Gleichzeitig entwickelt sich auch das Desktop-Telefon weiter, ist in der VoIP-Umgebung schon wesentlich mehr als ein bloßes Mittel zur Sprachkommunikation. Es kann mittlerweile ähnlich einem Smartphone zur Schaltzentrale werden, Plattform für Apps sein und auf diesem Weg ein flexibles Werkzeug in einer UCC-Umgebung darstellen. „Das Telefon muss Teil der Gesamt-Kommunikationslösung sein, mit einer vollständigen Integration in das UCC-System“, sagt Nowak. Geer schlüsselt auf: „Das bedeutet, dass die ganzen Zusatzdienste, angefangen von Chat, Ruflisten, Videotelefonie, Application Sharing bis hin zur einfachen Präsenz-Darstellung vom Telefon genauso zur Software kommuniziert werden wie umgekehrt.“ In so einem Fall sei das Desktop-Telefon vielleicht nicht mehr das zentrale Kommunikations-Endgerät, aber eines davon. „Und es wird es vermutlich auch noch eine Weile bleiben“, so die Vorstandsvorsitzende von Innovaphone.

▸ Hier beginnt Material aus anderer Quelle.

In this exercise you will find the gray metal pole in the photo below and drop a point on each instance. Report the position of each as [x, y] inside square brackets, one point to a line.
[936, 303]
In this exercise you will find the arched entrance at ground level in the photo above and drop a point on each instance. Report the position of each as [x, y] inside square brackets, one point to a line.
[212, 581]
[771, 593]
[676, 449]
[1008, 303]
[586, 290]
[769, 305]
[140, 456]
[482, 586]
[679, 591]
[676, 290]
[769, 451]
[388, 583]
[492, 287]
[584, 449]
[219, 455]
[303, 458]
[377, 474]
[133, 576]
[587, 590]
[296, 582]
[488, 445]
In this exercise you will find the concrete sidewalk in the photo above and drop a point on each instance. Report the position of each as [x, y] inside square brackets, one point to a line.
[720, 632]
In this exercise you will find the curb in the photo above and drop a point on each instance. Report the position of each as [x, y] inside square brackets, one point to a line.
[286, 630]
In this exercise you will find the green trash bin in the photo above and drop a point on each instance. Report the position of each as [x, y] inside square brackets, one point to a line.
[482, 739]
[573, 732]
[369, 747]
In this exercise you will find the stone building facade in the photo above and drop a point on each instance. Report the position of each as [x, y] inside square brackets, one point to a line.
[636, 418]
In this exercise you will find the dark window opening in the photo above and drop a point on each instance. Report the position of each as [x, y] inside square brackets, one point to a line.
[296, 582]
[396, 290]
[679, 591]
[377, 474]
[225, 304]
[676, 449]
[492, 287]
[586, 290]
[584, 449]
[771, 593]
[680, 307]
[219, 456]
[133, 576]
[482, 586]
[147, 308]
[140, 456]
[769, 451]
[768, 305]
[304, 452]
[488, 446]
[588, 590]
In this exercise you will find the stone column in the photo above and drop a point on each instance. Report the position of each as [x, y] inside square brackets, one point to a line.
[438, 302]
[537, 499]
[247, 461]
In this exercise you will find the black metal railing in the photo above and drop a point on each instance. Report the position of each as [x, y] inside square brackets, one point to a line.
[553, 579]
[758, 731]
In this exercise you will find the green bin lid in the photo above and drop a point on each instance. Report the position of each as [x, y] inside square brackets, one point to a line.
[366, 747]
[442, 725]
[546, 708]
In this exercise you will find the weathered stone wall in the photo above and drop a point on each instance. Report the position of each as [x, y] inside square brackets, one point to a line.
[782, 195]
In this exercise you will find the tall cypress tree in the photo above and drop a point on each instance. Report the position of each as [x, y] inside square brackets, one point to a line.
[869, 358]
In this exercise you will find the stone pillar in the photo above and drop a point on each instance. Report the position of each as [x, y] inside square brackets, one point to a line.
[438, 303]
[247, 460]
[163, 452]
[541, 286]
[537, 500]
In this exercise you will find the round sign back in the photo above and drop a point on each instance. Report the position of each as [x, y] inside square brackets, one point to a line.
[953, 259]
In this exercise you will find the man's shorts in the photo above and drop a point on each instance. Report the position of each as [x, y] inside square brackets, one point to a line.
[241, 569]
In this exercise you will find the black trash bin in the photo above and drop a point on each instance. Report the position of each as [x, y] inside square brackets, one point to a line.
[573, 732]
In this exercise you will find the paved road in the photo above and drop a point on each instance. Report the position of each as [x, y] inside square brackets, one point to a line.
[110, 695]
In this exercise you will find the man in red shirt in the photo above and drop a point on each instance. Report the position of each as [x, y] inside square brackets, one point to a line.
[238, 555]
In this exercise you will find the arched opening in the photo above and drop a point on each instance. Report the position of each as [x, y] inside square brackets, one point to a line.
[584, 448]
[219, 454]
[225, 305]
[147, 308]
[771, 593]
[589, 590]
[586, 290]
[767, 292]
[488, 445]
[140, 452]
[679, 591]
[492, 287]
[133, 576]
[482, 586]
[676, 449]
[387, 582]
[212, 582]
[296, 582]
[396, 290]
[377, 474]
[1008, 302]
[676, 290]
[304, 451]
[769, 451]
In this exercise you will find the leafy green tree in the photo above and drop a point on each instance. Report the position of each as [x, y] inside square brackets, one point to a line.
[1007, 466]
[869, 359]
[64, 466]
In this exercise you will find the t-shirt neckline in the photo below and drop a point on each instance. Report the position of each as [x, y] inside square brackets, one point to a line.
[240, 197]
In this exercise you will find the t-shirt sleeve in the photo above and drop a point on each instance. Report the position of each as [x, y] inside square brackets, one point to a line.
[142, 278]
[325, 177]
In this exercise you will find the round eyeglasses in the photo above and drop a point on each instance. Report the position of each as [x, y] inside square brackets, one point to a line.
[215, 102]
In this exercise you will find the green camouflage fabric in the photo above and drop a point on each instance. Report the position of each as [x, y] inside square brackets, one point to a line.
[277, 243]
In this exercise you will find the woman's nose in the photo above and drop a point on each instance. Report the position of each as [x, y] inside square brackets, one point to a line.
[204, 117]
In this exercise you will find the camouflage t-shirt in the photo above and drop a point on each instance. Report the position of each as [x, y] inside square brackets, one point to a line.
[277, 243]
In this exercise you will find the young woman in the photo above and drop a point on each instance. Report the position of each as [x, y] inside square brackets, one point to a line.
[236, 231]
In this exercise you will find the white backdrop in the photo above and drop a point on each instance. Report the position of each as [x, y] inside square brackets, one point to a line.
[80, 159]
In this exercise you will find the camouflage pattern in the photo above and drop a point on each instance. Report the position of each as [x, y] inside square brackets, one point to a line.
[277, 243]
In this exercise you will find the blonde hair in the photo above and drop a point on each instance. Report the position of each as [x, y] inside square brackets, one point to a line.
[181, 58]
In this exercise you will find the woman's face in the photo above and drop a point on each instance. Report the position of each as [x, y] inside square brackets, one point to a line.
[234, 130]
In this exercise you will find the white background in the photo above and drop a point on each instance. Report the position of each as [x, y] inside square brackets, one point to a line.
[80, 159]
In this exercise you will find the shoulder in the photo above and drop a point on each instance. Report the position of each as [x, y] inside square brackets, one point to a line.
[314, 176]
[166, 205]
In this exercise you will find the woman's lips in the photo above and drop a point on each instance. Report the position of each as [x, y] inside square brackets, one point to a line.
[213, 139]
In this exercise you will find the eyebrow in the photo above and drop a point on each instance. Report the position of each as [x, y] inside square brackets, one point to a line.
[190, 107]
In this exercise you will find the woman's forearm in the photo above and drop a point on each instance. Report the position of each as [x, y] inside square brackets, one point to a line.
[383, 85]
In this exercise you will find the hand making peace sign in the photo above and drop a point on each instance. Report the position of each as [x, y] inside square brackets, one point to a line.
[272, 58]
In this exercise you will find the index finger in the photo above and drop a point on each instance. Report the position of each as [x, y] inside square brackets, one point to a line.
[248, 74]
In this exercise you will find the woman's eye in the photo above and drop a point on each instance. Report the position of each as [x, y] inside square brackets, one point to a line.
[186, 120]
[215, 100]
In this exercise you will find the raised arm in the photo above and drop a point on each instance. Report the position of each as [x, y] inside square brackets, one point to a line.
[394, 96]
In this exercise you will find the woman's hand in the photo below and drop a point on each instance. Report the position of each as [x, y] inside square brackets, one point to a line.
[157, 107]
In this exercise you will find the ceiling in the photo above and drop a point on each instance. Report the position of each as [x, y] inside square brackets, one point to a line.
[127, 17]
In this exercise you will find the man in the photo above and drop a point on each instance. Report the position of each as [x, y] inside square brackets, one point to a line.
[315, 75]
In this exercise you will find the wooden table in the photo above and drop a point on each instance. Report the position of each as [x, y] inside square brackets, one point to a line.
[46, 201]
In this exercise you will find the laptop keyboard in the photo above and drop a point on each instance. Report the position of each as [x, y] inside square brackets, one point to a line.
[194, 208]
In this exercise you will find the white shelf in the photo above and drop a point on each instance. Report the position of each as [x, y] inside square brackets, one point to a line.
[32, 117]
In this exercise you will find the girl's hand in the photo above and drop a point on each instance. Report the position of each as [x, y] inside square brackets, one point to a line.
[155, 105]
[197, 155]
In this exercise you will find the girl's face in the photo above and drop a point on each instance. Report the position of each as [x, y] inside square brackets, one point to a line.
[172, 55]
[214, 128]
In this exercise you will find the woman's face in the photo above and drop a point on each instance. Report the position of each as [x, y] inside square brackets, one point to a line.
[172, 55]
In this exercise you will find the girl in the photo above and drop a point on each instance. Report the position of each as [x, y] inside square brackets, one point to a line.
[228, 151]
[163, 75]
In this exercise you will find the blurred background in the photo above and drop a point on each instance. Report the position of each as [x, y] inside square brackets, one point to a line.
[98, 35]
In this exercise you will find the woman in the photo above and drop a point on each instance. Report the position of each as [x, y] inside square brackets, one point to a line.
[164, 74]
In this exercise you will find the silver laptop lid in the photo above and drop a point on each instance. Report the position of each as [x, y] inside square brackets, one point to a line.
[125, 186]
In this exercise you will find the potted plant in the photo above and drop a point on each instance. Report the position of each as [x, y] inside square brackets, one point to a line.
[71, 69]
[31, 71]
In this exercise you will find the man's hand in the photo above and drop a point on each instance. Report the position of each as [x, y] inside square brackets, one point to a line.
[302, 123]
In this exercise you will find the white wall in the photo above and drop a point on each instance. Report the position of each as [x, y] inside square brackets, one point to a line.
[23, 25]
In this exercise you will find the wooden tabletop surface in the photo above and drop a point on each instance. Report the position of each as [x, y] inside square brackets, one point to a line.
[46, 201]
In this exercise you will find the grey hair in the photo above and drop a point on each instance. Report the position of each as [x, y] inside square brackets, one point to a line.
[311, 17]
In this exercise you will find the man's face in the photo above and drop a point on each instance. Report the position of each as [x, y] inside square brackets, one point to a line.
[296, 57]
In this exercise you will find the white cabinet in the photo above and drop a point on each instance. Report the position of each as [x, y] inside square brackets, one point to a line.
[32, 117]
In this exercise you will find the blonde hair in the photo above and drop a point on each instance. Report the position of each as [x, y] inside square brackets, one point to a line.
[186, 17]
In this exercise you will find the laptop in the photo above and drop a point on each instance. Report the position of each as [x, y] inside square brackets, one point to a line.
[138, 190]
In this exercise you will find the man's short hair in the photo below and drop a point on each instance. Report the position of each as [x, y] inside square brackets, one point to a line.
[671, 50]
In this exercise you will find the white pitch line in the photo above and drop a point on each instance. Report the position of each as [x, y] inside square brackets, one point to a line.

Gehen die Hersteller diesen Schritt mit und entwickeln die Geräte parallel zu den wachsenden Anforderungen im Markt und den komplexeren Lösungen weiter, wird das Desktop-Telefon trotz des mobilen Wandels und rückläufiger Verkaufszahlen als gleichwertige Option für die Unternehmenskommunikation bestehen und damit ein wichtiger Teil des Arbeitsplatzes der Zukunft bleiben. Dass der „Anywhere Workplace“ nichtsdestotrotz schon Realität sein kann, bestätigte Ernesto Schmutter, Chef des ITK-Distributors Ingram Micro. Er berichtete, dass kürzlich ein deutscher Autohersteller all seine Mitarbeiter mit Smartphones ausrüstete – und die Desktop-Telefone im Gegenzug komplett abschaffte.